Friday, May 26, 2017

BCL-2 inhibitor shows promise in AML patients

In continuation of my update on Venetoclax

Patients whose acute myelogenous leukemia (AML) had relapsed or was resistant to chemotherapy and those who were deemed unable to tolerate chemotherapy experienced responses to the selective BCL-2 inhibitor venetoclax (Venclexta), with complete remissions in some, according to phase II clinical trial data.
Venetoclax.svg
Journal in Which the Study was Published: Cancer Discovery, a journal of the American Association for Cancer Research.

Authors: Senior author: Anthony Letai, MD, PhD, associate professor of medicine at Harvard Medical School and Dana-Farber Cancer Institute, in Boston, Massachusetts; Lead author: Marina Konopleva, MD, PhD, professor in the Department of Leukemia and the Department of Stem Cell Transplantation at The University of Texas MD Anderson Cancer Center in Houston

Background: Venetoclax is a small molecule that belongs to a class of drugs called BH3 mimetics. It binds with great affinity and selectivity to BCL-2, an antiapoptotic protein that plays a role in many blood cancers, Letai said. BCL-2 proteins keep the AML cells alive by binding to proapoptotic proteins. Venetoclax binds to BCL-2 and frees the proapoptotic proteins, thus rapidly and irreversibly forcing the AML cell to undergo apoptosis, he explained.

In April 2016, venetoclax was approved by the U.S. Food and Drug Administration for the treatment of certain patients with chronic lymphocytic leukemia (CLL).

How the Study Was Conducted: The study investigators recruited 32 patients with AML with a median age of 71 years to this multicenter, single-arm trial evaluating 800 mg daily oral venetoclax. Twenty-six patients received at least four weeks of therapy.

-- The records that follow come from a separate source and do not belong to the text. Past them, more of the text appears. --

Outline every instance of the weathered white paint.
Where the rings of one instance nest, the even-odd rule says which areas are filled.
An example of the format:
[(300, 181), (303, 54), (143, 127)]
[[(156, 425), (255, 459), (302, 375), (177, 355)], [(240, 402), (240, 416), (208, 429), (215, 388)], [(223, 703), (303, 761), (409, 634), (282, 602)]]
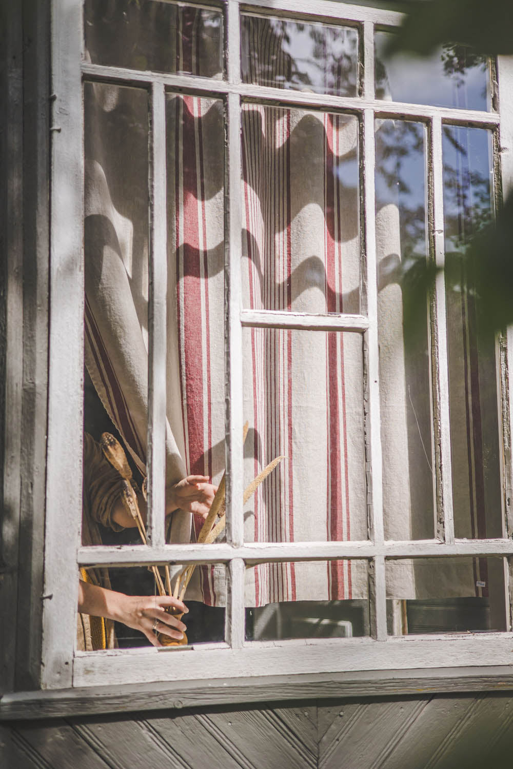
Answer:
[(309, 312), (281, 310), (241, 310), (243, 326), (258, 328), (303, 328), (318, 331), (365, 331), (368, 328), (365, 315), (348, 314), (317, 315)]
[[(404, 636), (386, 641), (371, 638), (316, 639), (245, 644), (243, 648), (202, 651), (150, 649), (142, 654), (113, 651), (78, 654), (73, 682), (77, 687), (178, 681), (266, 675), (338, 674), (429, 667), (465, 667), (478, 659), (483, 666), (506, 665), (512, 670), (511, 634), (461, 634), (441, 637)], [(174, 655), (179, 655), (178, 659)], [(485, 671), (484, 671), (485, 672)]]
[[(232, 84), (236, 85), (240, 79), (239, 7), (237, 0), (229, 0), (226, 10), (228, 74)], [(242, 544), (244, 541), (242, 513), (244, 472), (242, 328), (240, 321), (242, 291), (241, 104), (236, 93), (228, 94), (225, 114), (227, 122), (227, 144), (225, 151), (226, 535), (228, 541), (237, 546)]]
[(165, 95), (155, 83), (151, 95), (150, 253), (148, 369), (148, 535), (164, 544), (167, 357), (168, 230)]
[(422, 539), (403, 542), (252, 542), (240, 548), (221, 542), (201, 544), (169, 544), (150, 549), (142, 545), (118, 548), (90, 547), (78, 551), (78, 563), (83, 566), (143, 565), (157, 563), (223, 563), (242, 558), (248, 565), (264, 561), (321, 561), (325, 558), (455, 558), (513, 555), (511, 539), (460, 539), (452, 544), (439, 540)]
[(248, 101), (271, 103), (278, 100), (285, 104), (305, 107), (315, 106), (319, 109), (336, 112), (348, 110), (359, 112), (364, 109), (372, 108), (376, 111), (376, 117), (380, 118), (410, 118), (414, 120), (421, 118), (428, 121), (438, 116), (441, 119), (455, 125), (476, 125), (481, 128), (493, 128), (500, 122), (499, 115), (495, 112), (455, 109), (450, 107), (431, 107), (401, 102), (385, 102), (367, 95), (365, 98), (331, 96), (328, 94), (311, 93), (309, 91), (288, 90), (239, 82), (230, 82), (192, 75), (166, 75), (146, 70), (140, 72), (121, 67), (105, 67), (97, 64), (82, 65), (82, 72), (88, 80), (92, 81), (106, 81), (139, 86), (150, 86), (153, 83), (159, 83), (171, 90), (196, 92), (203, 96), (237, 93)]
[(447, 348), (447, 308), (443, 267), (445, 261), (444, 236), (444, 183), (441, 157), (441, 120), (438, 115), (431, 124), (431, 161), (432, 173), (433, 241), (436, 266), (441, 268), (435, 283), (435, 365), (436, 365), (436, 403), (438, 414), (435, 443), (438, 445), (439, 462), (437, 494), (437, 514), (438, 521), (443, 520), (445, 542), (452, 544), (455, 541), (454, 510), (452, 506), (452, 463), (451, 460), (451, 427), (449, 421), (449, 373), (448, 351)]
[(52, 2), (48, 431), (41, 682), (71, 686), (82, 516), (84, 271), (80, 52), (76, 0)]
[(232, 649), (242, 649), (245, 633), (244, 602), (245, 566), (242, 558), (234, 558), (228, 569), (226, 641)]

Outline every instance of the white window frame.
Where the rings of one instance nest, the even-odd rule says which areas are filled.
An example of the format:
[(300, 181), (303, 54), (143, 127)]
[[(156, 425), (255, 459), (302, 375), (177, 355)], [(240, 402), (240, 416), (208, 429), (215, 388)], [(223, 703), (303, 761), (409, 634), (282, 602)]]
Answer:
[[(191, 0), (194, 4), (195, 0)], [(192, 75), (164, 75), (122, 69), (82, 61), (82, 0), (52, 2), (52, 105), (50, 300), (46, 521), (42, 609), (42, 652), (39, 693), (5, 695), (3, 717), (40, 713), (182, 707), (238, 698), (252, 701), (294, 696), (356, 696), (403, 693), (428, 686), (431, 691), (468, 691), (494, 687), (513, 688), (509, 569), (505, 568), (508, 618), (504, 633), (390, 637), (387, 635), (385, 558), (445, 556), (513, 556), (510, 451), (513, 377), (513, 330), (498, 338), (501, 364), (502, 468), (506, 514), (503, 537), (493, 540), (455, 538), (448, 420), (448, 352), (443, 277), (435, 291), (435, 344), (438, 351), (436, 400), (439, 418), (437, 445), (438, 538), (386, 541), (381, 496), (381, 454), (378, 366), (378, 296), (375, 232), (375, 118), (400, 116), (428, 126), (431, 160), (430, 233), (431, 257), (444, 261), (442, 122), (488, 128), (499, 132), (500, 171), (504, 194), (513, 188), (513, 57), (498, 57), (501, 112), (442, 108), (374, 98), (374, 28), (394, 27), (399, 13), (315, 0), (220, 0), (226, 20), (226, 77), (213, 80)], [(241, 8), (287, 18), (299, 17), (357, 25), (361, 35), (364, 77), (361, 97), (335, 97), (242, 84), (240, 78)], [(148, 487), (149, 539), (147, 546), (81, 546), (82, 371), (83, 371), (83, 115), (82, 80), (138, 85), (150, 95), (151, 217)], [(165, 499), (165, 402), (152, 382), (165, 375), (165, 125), (166, 88), (199, 95), (217, 96), (225, 105), (225, 286), (227, 325), (226, 390), (227, 541), (210, 545), (166, 544), (163, 539)], [(295, 312), (241, 309), (241, 101), (314, 105), (350, 111), (361, 122), (361, 161), (364, 231), (362, 269), (366, 283), (361, 315), (313, 315)], [(302, 328), (359, 333), (366, 350), (369, 541), (293, 542), (243, 541), (242, 515), (242, 371), (243, 327)], [(258, 642), (245, 641), (244, 574), (248, 566), (272, 561), (368, 559), (371, 604), (370, 638)], [(192, 649), (143, 647), (102, 652), (74, 652), (76, 633), (78, 565), (134, 566), (148, 563), (224, 563), (228, 600), (225, 643)], [(505, 564), (507, 563), (505, 561)], [(172, 655), (178, 654), (178, 657)], [(170, 656), (172, 655), (172, 656)], [(479, 665), (476, 665), (476, 660)], [(205, 680), (208, 683), (205, 683)], [(155, 684), (155, 682), (159, 682)], [(118, 689), (112, 689), (118, 684)], [(123, 692), (132, 699), (121, 702)], [(235, 693), (235, 694), (234, 694)], [(135, 697), (135, 699), (134, 699)], [(53, 705), (52, 705), (53, 703)], [(101, 704), (103, 703), (103, 704)], [(45, 711), (45, 714), (48, 714)]]

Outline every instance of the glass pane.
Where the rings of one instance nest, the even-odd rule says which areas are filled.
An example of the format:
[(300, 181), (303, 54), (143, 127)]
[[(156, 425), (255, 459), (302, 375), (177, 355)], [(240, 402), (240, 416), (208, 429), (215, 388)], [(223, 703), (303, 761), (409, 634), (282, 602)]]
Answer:
[(247, 570), (246, 597), (246, 641), (370, 634), (366, 561), (260, 564)]
[[(455, 532), (502, 536), (495, 342), (479, 327), (463, 257), (493, 217), (491, 133), (444, 127), (444, 218)], [(483, 257), (485, 258), (485, 257)]]
[(241, 17), (243, 83), (356, 96), (358, 50), (351, 27)]
[(504, 558), (387, 561), (390, 635), (506, 630)]
[(429, 539), (435, 514), (428, 302), (404, 288), (411, 290), (408, 277), (428, 257), (426, 128), (377, 120), (375, 136), (385, 535)]
[[(99, 444), (121, 441), (141, 484), (147, 433), (148, 120), (140, 88), (84, 85), (86, 376), (84, 544), (119, 532), (122, 478)], [(128, 342), (129, 341), (129, 346)], [(134, 388), (134, 379), (138, 388)], [(141, 505), (144, 501), (140, 497)], [(121, 515), (121, 519), (118, 516)], [(130, 527), (135, 525), (130, 518)], [(133, 534), (133, 530), (132, 530)]]
[(367, 539), (359, 334), (242, 330), (246, 541)]
[[(168, 418), (185, 474), (225, 470), (225, 133), (219, 99), (166, 95)], [(193, 537), (202, 524), (195, 516)]]
[(158, 0), (85, 0), (92, 64), (221, 78), (222, 12)]
[[(172, 606), (166, 590), (165, 570), (160, 567), (155, 578), (152, 568), (109, 567), (80, 570), (78, 608), (82, 613), (77, 618), (78, 650), (96, 651), (158, 644), (178, 649), (225, 640), (226, 578), (222, 564), (196, 566), (183, 598), (188, 612), (182, 615), (179, 611), (166, 611), (174, 618), (165, 618), (164, 621), (160, 618), (162, 611)], [(169, 567), (172, 588), (185, 569), (175, 564)], [(164, 585), (165, 594), (162, 598), (156, 586), (158, 580)], [(204, 598), (208, 591), (213, 598), (210, 605)], [(154, 631), (155, 620), (158, 624)], [(185, 631), (177, 622), (185, 625)], [(155, 638), (158, 643), (152, 644), (152, 640)]]
[(242, 108), (243, 306), (360, 310), (356, 118)]
[(376, 32), (376, 98), (458, 109), (490, 109), (488, 57), (449, 43), (429, 57), (386, 56), (393, 32)]

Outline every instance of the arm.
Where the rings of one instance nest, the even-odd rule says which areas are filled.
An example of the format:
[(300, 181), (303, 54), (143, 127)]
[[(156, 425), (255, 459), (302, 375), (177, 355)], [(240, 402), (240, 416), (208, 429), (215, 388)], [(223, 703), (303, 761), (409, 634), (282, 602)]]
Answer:
[(88, 582), (78, 582), (78, 611), (81, 614), (105, 617), (105, 619), (122, 622), (134, 630), (144, 633), (153, 646), (162, 646), (154, 631), (154, 622), (158, 621), (155, 631), (178, 641), (183, 638), (185, 625), (177, 617), (168, 614), (164, 609), (174, 606), (187, 614), (188, 609), (178, 598), (168, 595), (125, 595), (113, 590), (106, 590)]

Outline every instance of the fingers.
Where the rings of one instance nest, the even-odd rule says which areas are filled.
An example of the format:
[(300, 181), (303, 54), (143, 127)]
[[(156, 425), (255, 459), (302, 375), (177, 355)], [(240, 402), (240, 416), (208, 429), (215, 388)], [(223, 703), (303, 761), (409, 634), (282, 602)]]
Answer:
[[(182, 633), (185, 633), (187, 630), (186, 625), (182, 622), (178, 617), (173, 617), (172, 614), (168, 614), (167, 611), (164, 611), (163, 609), (154, 609), (152, 611), (152, 616), (155, 621), (158, 621), (158, 627), (162, 627), (162, 624), (169, 625), (173, 629), (176, 628), (182, 636)], [(156, 628), (155, 628), (156, 629)], [(158, 631), (160, 632), (160, 631)]]
[(194, 483), (208, 483), (208, 475), (188, 475), (185, 478), (188, 484)]
[[(188, 614), (188, 609), (184, 602), (178, 598), (174, 598), (172, 595), (159, 596), (157, 598), (156, 606), (152, 606), (152, 608), (154, 609), (158, 606), (174, 606), (175, 608), (179, 609), (182, 614)], [(168, 617), (171, 617), (171, 614), (168, 614)]]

The investigators performed cytogenetic analysis, BH3 profiling, and next-generation sequencing to look for AML-related genetic mutations in the patients' samples collected at study entry and found that 12 patients had mutations in IDH genes, and six had a high BCL-2-sensitive protein index.

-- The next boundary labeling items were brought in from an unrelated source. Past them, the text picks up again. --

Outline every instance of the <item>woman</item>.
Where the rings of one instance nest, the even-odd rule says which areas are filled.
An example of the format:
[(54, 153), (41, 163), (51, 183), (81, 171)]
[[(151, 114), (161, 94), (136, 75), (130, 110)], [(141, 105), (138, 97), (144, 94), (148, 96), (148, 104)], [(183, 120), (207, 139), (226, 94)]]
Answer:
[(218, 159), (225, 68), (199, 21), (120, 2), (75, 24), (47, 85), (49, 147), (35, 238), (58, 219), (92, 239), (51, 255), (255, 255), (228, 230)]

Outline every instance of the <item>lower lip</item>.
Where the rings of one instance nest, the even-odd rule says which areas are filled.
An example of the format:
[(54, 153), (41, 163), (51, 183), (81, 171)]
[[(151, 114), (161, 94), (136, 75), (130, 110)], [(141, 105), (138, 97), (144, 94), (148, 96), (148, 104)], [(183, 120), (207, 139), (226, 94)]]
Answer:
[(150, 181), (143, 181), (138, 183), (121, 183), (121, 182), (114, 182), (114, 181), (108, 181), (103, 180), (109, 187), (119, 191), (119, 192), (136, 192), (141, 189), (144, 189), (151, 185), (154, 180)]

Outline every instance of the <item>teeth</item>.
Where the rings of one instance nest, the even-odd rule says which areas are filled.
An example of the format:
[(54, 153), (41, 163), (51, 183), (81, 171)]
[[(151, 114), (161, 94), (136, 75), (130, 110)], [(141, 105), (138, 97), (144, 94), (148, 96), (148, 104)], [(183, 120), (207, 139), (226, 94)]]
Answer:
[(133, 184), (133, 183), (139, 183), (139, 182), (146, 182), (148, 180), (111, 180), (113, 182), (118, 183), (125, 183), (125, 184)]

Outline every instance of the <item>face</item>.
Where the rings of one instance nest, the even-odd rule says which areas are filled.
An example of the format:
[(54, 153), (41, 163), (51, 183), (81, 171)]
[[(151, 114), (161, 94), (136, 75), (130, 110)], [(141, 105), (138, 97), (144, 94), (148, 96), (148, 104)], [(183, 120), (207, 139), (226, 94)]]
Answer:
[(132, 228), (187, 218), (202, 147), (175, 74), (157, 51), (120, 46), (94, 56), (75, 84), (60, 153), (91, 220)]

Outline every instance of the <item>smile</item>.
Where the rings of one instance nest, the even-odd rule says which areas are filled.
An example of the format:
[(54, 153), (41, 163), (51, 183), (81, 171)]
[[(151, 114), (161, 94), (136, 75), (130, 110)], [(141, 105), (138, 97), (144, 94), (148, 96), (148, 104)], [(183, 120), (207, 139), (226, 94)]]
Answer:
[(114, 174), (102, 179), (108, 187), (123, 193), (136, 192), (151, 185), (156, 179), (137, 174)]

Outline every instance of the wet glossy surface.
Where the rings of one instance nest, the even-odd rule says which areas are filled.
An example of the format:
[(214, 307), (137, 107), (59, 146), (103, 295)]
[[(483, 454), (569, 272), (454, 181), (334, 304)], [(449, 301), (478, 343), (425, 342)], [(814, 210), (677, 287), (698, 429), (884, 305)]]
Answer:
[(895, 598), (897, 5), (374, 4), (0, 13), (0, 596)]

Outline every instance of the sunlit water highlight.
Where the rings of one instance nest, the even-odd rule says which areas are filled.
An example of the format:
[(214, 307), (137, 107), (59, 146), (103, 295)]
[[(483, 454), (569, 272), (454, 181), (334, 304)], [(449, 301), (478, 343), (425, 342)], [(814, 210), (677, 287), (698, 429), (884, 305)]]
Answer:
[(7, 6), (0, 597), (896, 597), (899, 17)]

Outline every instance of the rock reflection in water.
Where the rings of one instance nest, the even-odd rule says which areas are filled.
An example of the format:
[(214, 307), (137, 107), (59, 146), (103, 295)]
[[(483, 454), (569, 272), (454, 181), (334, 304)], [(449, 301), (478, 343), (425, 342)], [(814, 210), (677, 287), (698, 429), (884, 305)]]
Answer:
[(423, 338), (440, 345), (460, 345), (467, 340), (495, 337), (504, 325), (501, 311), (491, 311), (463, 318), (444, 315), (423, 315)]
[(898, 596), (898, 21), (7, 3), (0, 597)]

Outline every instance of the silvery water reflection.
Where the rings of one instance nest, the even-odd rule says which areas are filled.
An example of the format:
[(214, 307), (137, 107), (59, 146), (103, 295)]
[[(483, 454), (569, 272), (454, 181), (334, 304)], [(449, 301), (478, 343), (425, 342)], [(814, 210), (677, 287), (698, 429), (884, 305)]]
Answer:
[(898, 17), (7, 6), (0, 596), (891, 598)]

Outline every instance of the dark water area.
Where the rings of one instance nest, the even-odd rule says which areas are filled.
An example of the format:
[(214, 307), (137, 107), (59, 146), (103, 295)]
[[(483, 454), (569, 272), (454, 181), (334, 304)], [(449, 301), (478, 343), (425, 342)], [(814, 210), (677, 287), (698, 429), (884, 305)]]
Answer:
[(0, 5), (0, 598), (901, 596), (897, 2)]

Results: The overall response rate was 19 percent; two patients had complete response (CR) and four had complete response with incomplete blood count recovery (CRi). The median duration of therapy in responders was 144.5 days, and the median duration of CR was 48 days. All patients discontinued therapy due to progressive disease or an adverse event, or for other reasons.

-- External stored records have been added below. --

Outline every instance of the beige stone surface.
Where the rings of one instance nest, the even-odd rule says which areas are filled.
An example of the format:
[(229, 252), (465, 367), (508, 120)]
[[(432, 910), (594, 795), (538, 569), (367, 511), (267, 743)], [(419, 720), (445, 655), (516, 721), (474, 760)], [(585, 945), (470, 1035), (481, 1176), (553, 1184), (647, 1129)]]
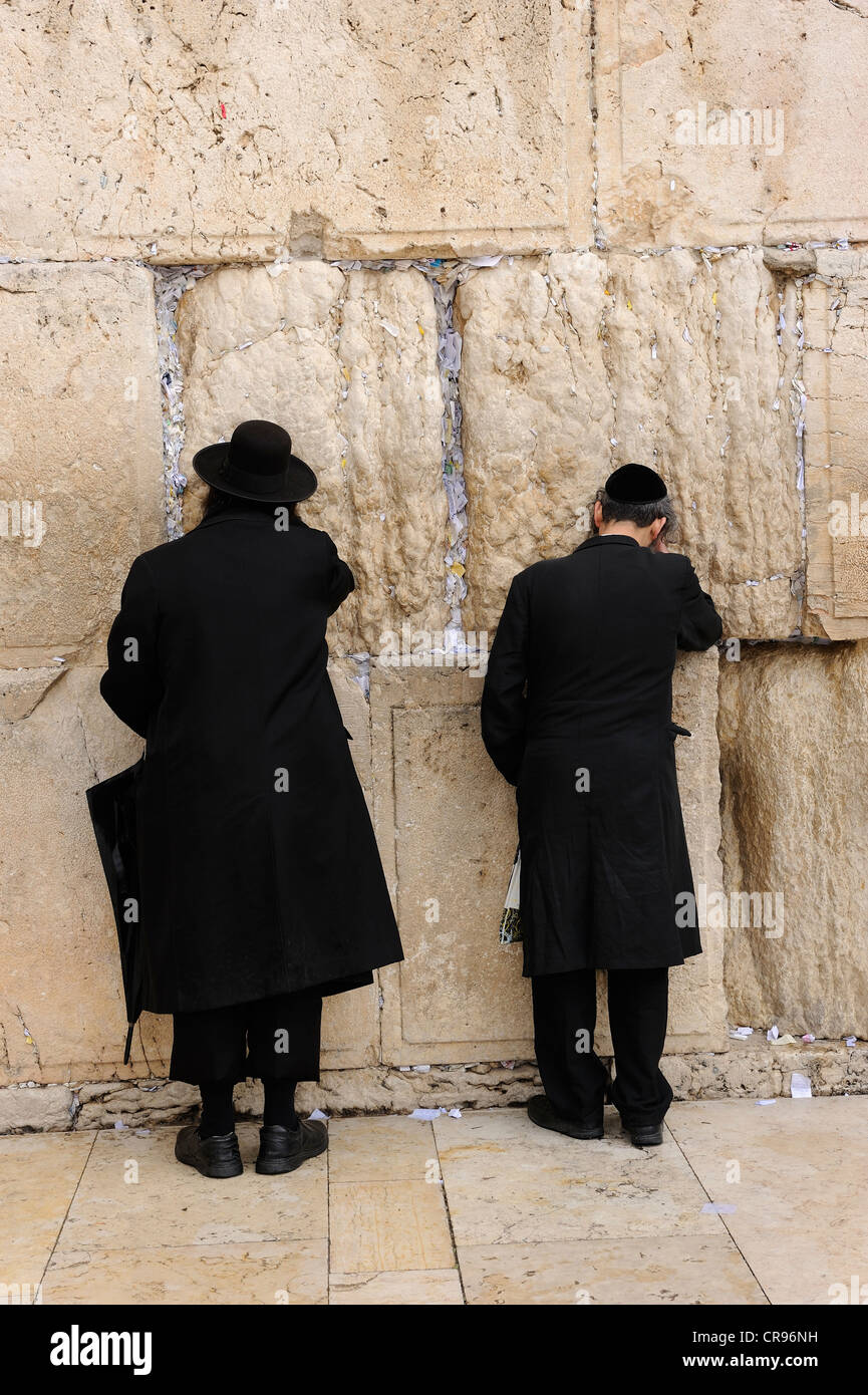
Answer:
[(329, 1274), (329, 1306), (396, 1307), (463, 1304), (458, 1269), (399, 1269), (394, 1274)]
[(0, 665), (99, 663), (130, 562), (163, 536), (152, 273), (0, 266)]
[(296, 1306), (328, 1302), (325, 1240), (68, 1250), (52, 1256), (43, 1303), (147, 1306), (220, 1303)]
[[(685, 827), (696, 886), (720, 886), (714, 654), (682, 657), (675, 717)], [(381, 971), (387, 1063), (433, 1064), (533, 1055), (521, 946), (497, 926), (518, 840), (515, 795), (479, 732), (473, 670), (371, 672), (374, 809), (387, 879), (396, 887), (405, 950)], [(392, 776), (394, 773), (394, 776)], [(671, 974), (668, 1049), (724, 1042), (721, 936)], [(608, 1049), (604, 1013), (599, 1043)]]
[[(865, 18), (862, 0), (597, 6), (603, 236), (634, 247), (865, 237), (865, 119), (846, 99), (862, 85)], [(759, 124), (742, 130), (740, 112)]]
[(726, 1235), (469, 1244), (458, 1258), (472, 1304), (766, 1302)]
[(532, 1055), (521, 947), (498, 944), (515, 797), (479, 732), (473, 670), (371, 668), (374, 815), (405, 961), (381, 970), (389, 1064)]
[[(815, 1095), (868, 1094), (868, 1046), (846, 1046), (843, 1042), (816, 1041), (795, 1046), (768, 1042), (762, 1032), (745, 1041), (727, 1041), (728, 1050), (668, 1050), (663, 1059), (663, 1073), (673, 1087), (675, 1099), (770, 1099), (790, 1094), (793, 1071), (807, 1076)], [(600, 1050), (603, 1042), (600, 1041)], [(427, 1165), (426, 1126), (406, 1116), (416, 1108), (424, 1109), (488, 1109), (500, 1105), (523, 1105), (530, 1095), (539, 1095), (540, 1077), (533, 1062), (512, 1066), (479, 1062), (474, 1066), (433, 1067), (417, 1073), (389, 1066), (368, 1066), (353, 1070), (324, 1070), (318, 1083), (299, 1087), (297, 1106), (301, 1113), (324, 1109), (334, 1116), (385, 1112), (398, 1116), (382, 1122), (389, 1134), (394, 1155), (392, 1176), (413, 1180), (419, 1173), (421, 1154)], [(54, 1095), (60, 1091), (60, 1096)], [(71, 1092), (64, 1087), (0, 1089), (0, 1133), (14, 1130), (68, 1130), (73, 1120), (67, 1101)], [(45, 1096), (45, 1098), (43, 1098)], [(113, 1129), (116, 1122), (130, 1129), (188, 1123), (198, 1117), (198, 1091), (179, 1081), (152, 1080), (141, 1085), (127, 1081), (99, 1081), (75, 1088), (78, 1112), (77, 1129)], [(234, 1092), (236, 1113), (240, 1119), (260, 1119), (262, 1087), (241, 1084)], [(405, 1117), (401, 1117), (401, 1116)], [(345, 1165), (368, 1172), (371, 1180), (380, 1176), (377, 1129), (368, 1136), (347, 1134), (342, 1138), (343, 1120), (332, 1127), (329, 1168)], [(410, 1136), (409, 1130), (420, 1130)], [(398, 1145), (391, 1130), (407, 1131), (406, 1144)], [(352, 1138), (352, 1151), (349, 1140)], [(414, 1138), (420, 1141), (414, 1141)], [(343, 1144), (346, 1143), (346, 1148)], [(406, 1172), (409, 1176), (403, 1176)], [(361, 1179), (367, 1180), (367, 1179)]]
[[(381, 1124), (407, 1120), (347, 1120), (346, 1148), (370, 1155)], [(858, 1303), (867, 1130), (853, 1096), (674, 1105), (649, 1151), (614, 1117), (583, 1144), (486, 1110), (437, 1120), (445, 1187), (405, 1179), (385, 1134), (380, 1179), (354, 1183), (325, 1156), (257, 1177), (251, 1126), (226, 1183), (173, 1159), (174, 1129), (6, 1138), (0, 1302)]]
[(832, 639), (868, 638), (868, 257), (818, 251), (804, 287), (808, 607)]
[[(4, 1083), (92, 1078), (123, 1056), (117, 935), (85, 790), (131, 764), (141, 741), (103, 703), (99, 674), (74, 667), (29, 717), (0, 723)], [(148, 1073), (138, 1042), (134, 1066)]]
[(239, 421), (279, 421), (320, 478), (301, 516), (331, 533), (356, 576), (332, 622), (332, 651), (378, 653), (382, 631), (402, 619), (441, 629), (442, 396), (426, 278), (342, 272), (313, 259), (278, 275), (222, 268), (183, 296), (179, 349), (187, 526), (198, 520), (204, 490), (193, 453), (229, 439)]
[(868, 646), (741, 654), (720, 668), (724, 890), (783, 896), (783, 933), (727, 930), (730, 1018), (864, 1038)]
[(75, 1101), (67, 1085), (6, 1085), (0, 1089), (0, 1134), (66, 1133), (73, 1127)]
[(39, 1283), (92, 1147), (92, 1133), (0, 1138), (0, 1285)]
[(865, 1098), (680, 1105), (667, 1117), (709, 1196), (735, 1205), (721, 1219), (772, 1303), (840, 1303), (832, 1285), (853, 1302), (868, 1251)]
[(335, 1274), (448, 1269), (452, 1240), (437, 1182), (329, 1183), (329, 1264)]
[(437, 1119), (459, 1253), (505, 1242), (719, 1233), (720, 1218), (703, 1215), (708, 1197), (668, 1133), (660, 1148), (642, 1149), (614, 1122), (608, 1127), (606, 1138), (576, 1143), (537, 1129), (523, 1109)]
[(435, 3), (424, 21), (413, 0), (325, 0), (315, 17), (294, 0), (6, 10), (7, 254), (251, 261), (590, 239), (585, 3)]
[(237, 1133), (244, 1176), (209, 1177), (205, 1187), (195, 1168), (174, 1158), (176, 1133), (96, 1136), (63, 1228), (63, 1249), (159, 1250), (327, 1237), (325, 1154), (293, 1173), (258, 1176), (253, 1170), (258, 1130), (243, 1123)]
[(802, 525), (777, 315), (747, 248), (557, 252), (459, 286), (466, 628), (494, 629), (515, 572), (578, 547), (597, 487), (641, 460), (670, 485), (726, 633), (793, 633)]
[(430, 1123), (387, 1115), (329, 1124), (329, 1183), (424, 1182), (428, 1176), (440, 1176)]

The four patients who had CRi had IDH mutations in their cancer cells. Response to the drug correlated with biomarker results, including indices of BCL-2 protein expression and BH3 profiling, Letai said. "This is significant as it supports the mechanism of action of venetoclax as an on-target inhibitor of BCL-2. Moreover, it offers the possibility of using BH3 profiling as a potential predictive biomarker for clinical use of BH3 mimetics," he added.